無功不受祿,夏瀾笙可不想收,蔣經年好說歹說都不行,他語氣軟了幾分,「阿笙,我今年回不去,一個人在國外也沒有年味,但是我早就預訂新年套餐,不消費就真的浪費了,你就收下,好不好?」
夏瀾笙沒做聲,蛋卷大眼睛忽閃忽閃地盯著亮著的手機屏幕,他又像是剛才那樣湊過去,不過這次喊的是「爸爸」。
別說夏瀾笙嚇了一跳,蔣經年也是如此。
夏瀾笙知道蛋卷是朝著電話喊的,但蔣經年不知道,他第一時間聯想到的是夏瀾笙和渣男在一起。
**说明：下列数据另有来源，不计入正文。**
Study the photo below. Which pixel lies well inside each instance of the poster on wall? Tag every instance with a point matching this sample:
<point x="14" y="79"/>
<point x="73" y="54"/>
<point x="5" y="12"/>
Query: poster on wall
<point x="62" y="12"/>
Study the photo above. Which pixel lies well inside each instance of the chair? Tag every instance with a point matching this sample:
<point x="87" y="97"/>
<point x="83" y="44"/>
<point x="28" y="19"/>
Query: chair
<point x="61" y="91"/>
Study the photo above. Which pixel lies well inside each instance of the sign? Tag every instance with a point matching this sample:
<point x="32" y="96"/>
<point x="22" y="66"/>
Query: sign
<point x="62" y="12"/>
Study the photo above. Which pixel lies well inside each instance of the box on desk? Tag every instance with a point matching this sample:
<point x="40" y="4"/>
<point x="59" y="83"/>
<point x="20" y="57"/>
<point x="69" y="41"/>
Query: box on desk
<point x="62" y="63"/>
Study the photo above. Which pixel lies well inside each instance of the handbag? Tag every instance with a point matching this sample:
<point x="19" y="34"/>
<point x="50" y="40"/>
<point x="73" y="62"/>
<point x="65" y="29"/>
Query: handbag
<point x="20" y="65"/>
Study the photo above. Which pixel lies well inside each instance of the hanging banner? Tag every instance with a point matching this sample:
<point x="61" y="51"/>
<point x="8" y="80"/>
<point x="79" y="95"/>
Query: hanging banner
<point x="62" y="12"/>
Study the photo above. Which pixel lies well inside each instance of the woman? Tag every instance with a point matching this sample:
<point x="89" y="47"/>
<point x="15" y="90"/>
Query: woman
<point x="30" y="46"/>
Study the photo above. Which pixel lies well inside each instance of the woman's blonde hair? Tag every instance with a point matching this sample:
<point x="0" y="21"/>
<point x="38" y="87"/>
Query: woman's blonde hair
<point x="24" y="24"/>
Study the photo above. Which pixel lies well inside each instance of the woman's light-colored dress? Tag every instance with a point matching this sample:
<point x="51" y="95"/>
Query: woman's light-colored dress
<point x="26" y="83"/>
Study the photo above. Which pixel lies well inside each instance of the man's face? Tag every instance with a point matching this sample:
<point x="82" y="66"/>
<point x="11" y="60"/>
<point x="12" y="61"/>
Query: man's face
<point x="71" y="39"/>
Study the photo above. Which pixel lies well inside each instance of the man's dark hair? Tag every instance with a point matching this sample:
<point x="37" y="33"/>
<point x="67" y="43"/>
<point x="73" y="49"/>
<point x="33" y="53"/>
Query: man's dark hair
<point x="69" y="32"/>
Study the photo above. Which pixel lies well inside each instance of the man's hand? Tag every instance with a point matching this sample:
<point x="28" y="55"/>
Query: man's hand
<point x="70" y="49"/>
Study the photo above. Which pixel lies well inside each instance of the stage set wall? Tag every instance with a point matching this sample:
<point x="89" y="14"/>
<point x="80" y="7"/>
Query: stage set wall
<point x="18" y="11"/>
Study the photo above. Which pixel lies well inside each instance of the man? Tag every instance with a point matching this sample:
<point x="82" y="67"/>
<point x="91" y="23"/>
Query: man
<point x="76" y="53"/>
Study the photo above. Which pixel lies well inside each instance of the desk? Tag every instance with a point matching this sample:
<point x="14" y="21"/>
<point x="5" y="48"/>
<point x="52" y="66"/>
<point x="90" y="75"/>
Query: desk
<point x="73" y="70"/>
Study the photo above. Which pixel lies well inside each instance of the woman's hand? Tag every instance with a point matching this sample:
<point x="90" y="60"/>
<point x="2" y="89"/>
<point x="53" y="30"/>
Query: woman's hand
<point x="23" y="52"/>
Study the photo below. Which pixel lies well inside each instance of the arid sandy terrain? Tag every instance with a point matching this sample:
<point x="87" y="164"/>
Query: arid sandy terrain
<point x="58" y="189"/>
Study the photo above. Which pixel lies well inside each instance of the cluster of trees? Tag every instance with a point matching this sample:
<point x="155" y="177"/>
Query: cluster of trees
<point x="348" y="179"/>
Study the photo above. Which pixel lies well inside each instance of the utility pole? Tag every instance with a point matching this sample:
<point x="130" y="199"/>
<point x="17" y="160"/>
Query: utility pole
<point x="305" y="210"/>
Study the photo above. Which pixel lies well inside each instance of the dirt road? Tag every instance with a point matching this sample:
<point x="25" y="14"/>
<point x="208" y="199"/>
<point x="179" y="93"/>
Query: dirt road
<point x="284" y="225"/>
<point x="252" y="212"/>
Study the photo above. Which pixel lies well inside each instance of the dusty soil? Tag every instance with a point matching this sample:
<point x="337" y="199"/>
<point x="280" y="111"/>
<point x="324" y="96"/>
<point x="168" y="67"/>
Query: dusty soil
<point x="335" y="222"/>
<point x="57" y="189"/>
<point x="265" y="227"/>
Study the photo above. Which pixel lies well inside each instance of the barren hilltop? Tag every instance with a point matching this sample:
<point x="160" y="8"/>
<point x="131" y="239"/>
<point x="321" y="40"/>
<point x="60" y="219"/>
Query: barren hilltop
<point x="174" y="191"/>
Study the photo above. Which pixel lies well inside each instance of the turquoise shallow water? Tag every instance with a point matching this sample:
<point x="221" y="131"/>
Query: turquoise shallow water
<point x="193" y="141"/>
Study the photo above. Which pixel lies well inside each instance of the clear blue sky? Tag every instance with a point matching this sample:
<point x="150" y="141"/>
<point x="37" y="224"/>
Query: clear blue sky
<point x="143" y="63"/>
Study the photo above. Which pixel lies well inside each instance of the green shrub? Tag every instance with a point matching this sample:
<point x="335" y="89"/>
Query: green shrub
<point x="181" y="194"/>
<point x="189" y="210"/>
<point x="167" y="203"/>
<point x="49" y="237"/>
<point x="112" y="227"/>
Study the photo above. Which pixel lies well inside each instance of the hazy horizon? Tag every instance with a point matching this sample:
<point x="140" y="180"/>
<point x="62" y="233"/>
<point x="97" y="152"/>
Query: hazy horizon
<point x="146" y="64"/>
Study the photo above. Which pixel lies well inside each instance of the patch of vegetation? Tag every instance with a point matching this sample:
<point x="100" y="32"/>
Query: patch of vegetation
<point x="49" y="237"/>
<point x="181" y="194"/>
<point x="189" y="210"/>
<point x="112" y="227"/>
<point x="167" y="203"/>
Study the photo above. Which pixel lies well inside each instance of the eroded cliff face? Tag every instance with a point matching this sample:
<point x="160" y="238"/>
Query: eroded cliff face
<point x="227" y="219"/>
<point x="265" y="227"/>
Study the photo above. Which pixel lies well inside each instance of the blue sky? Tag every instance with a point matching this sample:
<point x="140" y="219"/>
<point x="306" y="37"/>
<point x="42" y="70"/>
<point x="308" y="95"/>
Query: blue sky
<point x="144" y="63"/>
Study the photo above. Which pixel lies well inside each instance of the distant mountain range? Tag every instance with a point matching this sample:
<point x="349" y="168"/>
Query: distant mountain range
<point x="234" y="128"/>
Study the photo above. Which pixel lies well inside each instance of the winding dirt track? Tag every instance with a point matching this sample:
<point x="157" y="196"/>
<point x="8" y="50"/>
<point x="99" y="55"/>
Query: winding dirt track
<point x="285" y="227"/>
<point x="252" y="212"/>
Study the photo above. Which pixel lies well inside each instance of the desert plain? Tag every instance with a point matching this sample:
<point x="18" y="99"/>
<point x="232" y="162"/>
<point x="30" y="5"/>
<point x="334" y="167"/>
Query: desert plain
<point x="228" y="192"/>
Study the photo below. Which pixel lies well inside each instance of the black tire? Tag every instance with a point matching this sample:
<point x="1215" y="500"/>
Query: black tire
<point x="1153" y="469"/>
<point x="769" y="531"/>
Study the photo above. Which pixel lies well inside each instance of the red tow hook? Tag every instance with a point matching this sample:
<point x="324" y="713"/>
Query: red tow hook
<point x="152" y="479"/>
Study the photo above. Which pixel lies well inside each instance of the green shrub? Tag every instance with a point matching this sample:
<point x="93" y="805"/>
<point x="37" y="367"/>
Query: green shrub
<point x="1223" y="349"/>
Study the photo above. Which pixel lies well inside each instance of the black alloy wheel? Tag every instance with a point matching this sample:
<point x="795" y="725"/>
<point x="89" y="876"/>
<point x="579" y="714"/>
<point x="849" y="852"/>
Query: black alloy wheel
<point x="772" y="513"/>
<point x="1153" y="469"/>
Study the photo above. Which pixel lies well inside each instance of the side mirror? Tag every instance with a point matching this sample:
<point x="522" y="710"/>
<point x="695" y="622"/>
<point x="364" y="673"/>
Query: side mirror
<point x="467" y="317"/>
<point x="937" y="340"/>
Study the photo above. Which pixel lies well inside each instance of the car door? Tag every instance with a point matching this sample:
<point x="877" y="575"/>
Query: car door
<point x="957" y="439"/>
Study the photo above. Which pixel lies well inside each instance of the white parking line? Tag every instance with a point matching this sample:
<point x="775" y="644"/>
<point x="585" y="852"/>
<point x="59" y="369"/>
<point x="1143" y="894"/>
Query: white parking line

萬千複雜的情緒湧上來,「這就是你拒絕我的理由嗎?」蔣經年壓抑的聲音問,「你和他在一起?」
爸爸,這一聲稱呼,仿佛是利刃,在蔣經年的心口劃上一刀。
這段時間,蔣經年儘量都讓自己別去關注孩子,而是關注夏瀾笙,為了她,他都可以。
然而,當聽見孩子稚嫩的呼聲,蔣經年也不知道他是否真的能承受夏瀾笙與別人的結晶,該死的占有欲幾乎吞噬男人的整顆心,他醋意濃濃地說:「你不敢收我的禮物,如果是擔心收了會被孩子的父親發現,請把電話給他,我來跟他溝通。」
夏瀾笙本來被懷疑還有點生氣,但是眼下聽著話筒里委屈又不服氣的腔調,她忍不住想笑,最大的虐點是:我綠我自己,我吃自己的醋。
「我憑什麼聽你的?」夏瀾笙氣定神閒,還把話筒湊過去,示意蛋卷再喊一聲。